Without a doubt, Julien Clerc's talent is his ability to make words come to life with his inimitable voice tone. As a voracious book reader, Julien Clerc loves stylish writing and definitively has good taste when it comes to choosing his songwriters. "The French have a strong song-writing tradition, that's why I have always asked the best writers to put their words down for me"

He composed his first songs with Maurice Vallet, but he had a greater understanding and success with Étienne Roda-Gill (1941-2004). The trio produced his first album, La cavalerie (1968) characterised by its very harmonic style and Julien Clerc's vibrato, which set him apart him from the start. 

He then worked with some of France’s greatest songwriters, including Maxime Leforestier (J'ai eu trente ans) or Jean-Loup Dabadie who wrote some of his top hits, « Ma préférence » or « Femmes je vous aime ».

Always seeking to renew himself, Julien Clerc has recently been collaborating with new authors who write French in a refreshing way. Carla Bruni wrote his album Si j'étais elle (2000). Their complicity went so far that they sang in duo "Qu'est-ce que tu crois", an adaptation of Chet Baker's "I Get Along Without You Very Well". 

Fou peut-être (Crazy, maybe)

Three years after « Où s’en vont les avions ? »,  Julien Clerc is back with his new album, Fou peut-être (Crazy, maybe). "The idea of the title came to me when I asked Maxime Leforestier to write a song about fatherhood at 60 years old, because it seems quite mad to have a child at my age". Is he crazy hoping he will see his 4 year-old child grow-up as long as possible? Maybe, but most of all he is crazy to still be singing after forty years in the industry with the same strength and emotion. 

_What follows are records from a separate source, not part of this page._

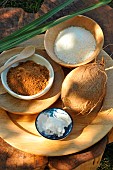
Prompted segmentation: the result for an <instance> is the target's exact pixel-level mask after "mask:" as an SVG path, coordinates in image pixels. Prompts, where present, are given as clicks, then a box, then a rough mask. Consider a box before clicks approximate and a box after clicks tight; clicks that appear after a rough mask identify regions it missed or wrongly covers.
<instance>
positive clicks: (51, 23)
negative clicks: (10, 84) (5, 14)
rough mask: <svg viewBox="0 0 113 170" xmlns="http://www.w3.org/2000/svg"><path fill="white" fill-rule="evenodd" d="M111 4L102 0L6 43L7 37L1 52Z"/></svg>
mask: <svg viewBox="0 0 113 170" xmlns="http://www.w3.org/2000/svg"><path fill="white" fill-rule="evenodd" d="M109 2H111V0H100V1H99V2H98V3H96V4H94V5H91V6H89V7H87V8H85V9H82V10H79V11H77V12H75V13H73V14H71V15H68V16H65V17H63V18H60V19H58V20H55V21H52V22H48V23H46V24H42V25H41V24H39V25H38V26H36V27H34V26H32V27H30V29H29V30H27V31H24V33H23V32H21V33H20V34H19V36H17V35H16V36H14V37H12V39H11V38H10V39H8V40H7V41H6V38H7V37H6V38H4V39H3V40H1V41H0V51H1V52H2V51H4V50H7V49H10V48H12V47H15V46H16V45H18V44H20V43H22V42H24V41H25V40H28V39H30V38H32V37H34V36H36V35H38V34H41V33H43V32H45V31H46V30H47V29H49V28H51V27H53V26H55V25H57V24H59V23H61V22H64V21H66V20H67V19H70V18H72V17H74V16H77V15H80V14H83V13H86V12H88V11H91V10H94V9H96V8H98V7H101V6H102V5H105V4H107V3H109ZM14 35H15V34H14ZM9 37H11V35H10V36H8V38H9Z"/></svg>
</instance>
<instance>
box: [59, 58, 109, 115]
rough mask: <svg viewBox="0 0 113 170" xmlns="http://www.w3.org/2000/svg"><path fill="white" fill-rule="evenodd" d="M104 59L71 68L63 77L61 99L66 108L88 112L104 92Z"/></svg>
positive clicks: (100, 101) (89, 111) (97, 101)
mask: <svg viewBox="0 0 113 170" xmlns="http://www.w3.org/2000/svg"><path fill="white" fill-rule="evenodd" d="M104 66H105V63H104V60H103V59H102V61H99V62H94V63H89V64H86V65H83V66H80V67H77V68H75V69H73V70H72V71H71V72H70V73H69V74H68V75H67V76H66V77H65V79H64V81H63V83H62V89H61V99H62V102H63V105H64V107H65V108H66V109H69V110H72V111H74V112H75V113H79V114H82V115H84V114H88V113H90V112H91V111H92V110H93V109H94V108H95V107H97V105H98V104H100V103H102V101H103V99H104V97H105V94H106V84H107V74H106V72H105V67H104Z"/></svg>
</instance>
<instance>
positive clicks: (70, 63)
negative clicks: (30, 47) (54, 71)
mask: <svg viewBox="0 0 113 170" xmlns="http://www.w3.org/2000/svg"><path fill="white" fill-rule="evenodd" d="M70 27H80V28H83V29H84V30H87V32H89V33H91V35H92V37H93V38H94V42H95V48H94V50H91V51H90V50H89V48H88V47H87V50H89V52H90V53H88V55H89V56H88V57H87V56H84V53H86V52H87V51H86V52H84V53H83V54H82V52H81V58H82V59H81V58H80V57H78V56H77V57H78V58H76V62H74V63H73V61H72V59H71V54H70V53H69V54H68V55H69V57H68V58H70V61H71V62H66V61H65V60H66V59H65V57H63V52H64V51H63V50H62V49H65V55H67V54H66V53H67V51H68V49H69V50H70V52H71V51H72V50H75V45H76V44H77V43H76V44H75V42H78V40H79V38H78V39H75V41H74V45H73V44H71V42H70V41H71V39H70V38H69V36H67V39H66V36H65V39H63V37H64V34H63V33H61V32H62V31H63V30H65V29H67V28H70ZM59 34H60V36H61V37H62V39H63V41H62V45H61V44H59V49H58V50H57V51H60V53H61V51H62V53H61V54H60V55H62V57H58V55H57V54H56V52H55V46H56V44H55V42H56V39H58V36H59ZM79 34H80V33H79ZM79 34H78V35H79ZM78 35H77V37H78ZM72 36H73V34H71V37H72ZM79 37H81V34H80V35H79ZM74 38H75V37H74ZM74 38H73V37H72V40H73V39H74ZM87 39H88V40H89V38H87ZM58 41H59V39H58ZM60 42H61V39H60ZM80 42H81V41H80ZM87 43H88V42H87ZM103 43H104V35H103V31H102V29H101V27H100V26H99V25H98V24H97V23H96V22H95V21H94V20H92V19H91V18H89V17H86V16H83V15H78V16H75V17H73V18H71V19H68V20H66V21H64V22H62V23H60V24H58V25H56V26H54V27H52V28H50V29H48V30H47V31H46V33H45V37H44V46H45V49H46V52H47V53H48V55H49V56H50V57H51V58H52V59H53V60H54V61H55V62H56V63H58V64H60V65H61V66H64V67H69V68H74V67H77V66H80V65H83V64H87V63H89V62H91V61H93V60H94V59H96V58H97V56H98V54H99V53H100V51H101V49H102V47H103ZM68 44H69V46H67V45H68ZM82 44H83V45H84V50H85V44H86V43H84V40H83V41H82ZM82 44H81V47H82V46H83V45H82ZM89 44H91V43H90V42H89ZM88 46H89V45H88ZM64 47H65V48H64ZM79 48H80V46H79ZM79 48H78V49H76V50H75V53H76V51H77V50H78V52H79V53H80V50H79ZM82 48H83V47H82ZM71 49H72V50H71ZM73 55H74V54H73ZM82 55H83V57H82ZM75 57H76V56H75ZM62 58H64V60H62ZM74 60H75V59H74ZM77 60H78V61H77Z"/></svg>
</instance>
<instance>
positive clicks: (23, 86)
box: [7, 60, 49, 96]
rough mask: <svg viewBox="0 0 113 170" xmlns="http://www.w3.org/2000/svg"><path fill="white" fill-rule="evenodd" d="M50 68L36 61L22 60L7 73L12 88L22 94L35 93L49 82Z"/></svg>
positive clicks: (40, 90) (38, 92)
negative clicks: (27, 60)
mask: <svg viewBox="0 0 113 170" xmlns="http://www.w3.org/2000/svg"><path fill="white" fill-rule="evenodd" d="M48 80H49V70H48V69H47V68H46V67H45V66H42V65H40V64H37V63H35V62H34V61H31V60H28V61H26V62H20V63H19V65H18V66H16V67H11V68H10V69H9V71H8V74H7V83H8V85H9V87H10V89H11V90H13V91H14V92H15V93H17V94H20V95H27V96H31V95H35V94H37V93H39V92H41V91H42V90H43V89H45V87H46V86H47V84H48Z"/></svg>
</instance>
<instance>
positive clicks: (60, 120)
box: [36, 110, 71, 137]
mask: <svg viewBox="0 0 113 170" xmlns="http://www.w3.org/2000/svg"><path fill="white" fill-rule="evenodd" d="M36 123H37V127H38V129H39V131H40V132H41V133H43V132H44V133H45V135H57V136H58V137H61V136H63V135H64V133H65V127H68V126H69V124H70V123H71V118H70V117H69V116H68V115H67V114H65V113H64V112H63V114H62V113H61V112H60V110H59V112H57V111H54V112H53V116H48V114H47V113H44V114H41V115H40V116H39V118H38V121H37V122H36Z"/></svg>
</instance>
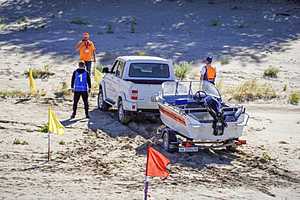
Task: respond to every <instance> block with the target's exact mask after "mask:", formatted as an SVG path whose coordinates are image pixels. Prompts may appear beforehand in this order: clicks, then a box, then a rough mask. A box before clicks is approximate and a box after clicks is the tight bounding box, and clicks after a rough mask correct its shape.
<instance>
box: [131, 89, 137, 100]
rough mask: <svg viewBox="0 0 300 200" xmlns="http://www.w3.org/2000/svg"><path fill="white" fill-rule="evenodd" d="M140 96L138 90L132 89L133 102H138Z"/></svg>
mask: <svg viewBox="0 0 300 200" xmlns="http://www.w3.org/2000/svg"><path fill="white" fill-rule="evenodd" d="M138 94H139V91H138V90H135V89H132V90H131V96H130V98H131V99H132V100H138Z"/></svg>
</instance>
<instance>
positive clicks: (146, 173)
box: [144, 144, 149, 200]
mask: <svg viewBox="0 0 300 200" xmlns="http://www.w3.org/2000/svg"><path fill="white" fill-rule="evenodd" d="M148 160H149V144H148V146H147V161H146V172H145V183H144V200H147V199H148V186H149V177H148V174H147V173H148Z"/></svg>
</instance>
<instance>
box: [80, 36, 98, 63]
mask: <svg viewBox="0 0 300 200" xmlns="http://www.w3.org/2000/svg"><path fill="white" fill-rule="evenodd" d="M95 50H96V48H95V46H94V43H93V42H92V41H86V42H83V43H82V44H81V45H80V47H79V55H80V60H84V61H91V60H92V58H93V54H94V51H95Z"/></svg>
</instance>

In this new album, his fans will recognise his long-lasting songwriters, such as Jean-Loup Dabadie, Maxime Leforestier or Gérard Manset. But Julien Clerc has also chosen to mix with the new generation and gathered together artists from very different backgrounds, such as Mike Ibrahim, Julien Doré, Alex Beaupain, Benjamin Biolay or Julien Doré. "These new talents write French in a diferent way, and I wanted to renew myself, be in phase with my time and discover new ways of expressing myself" explains the singer.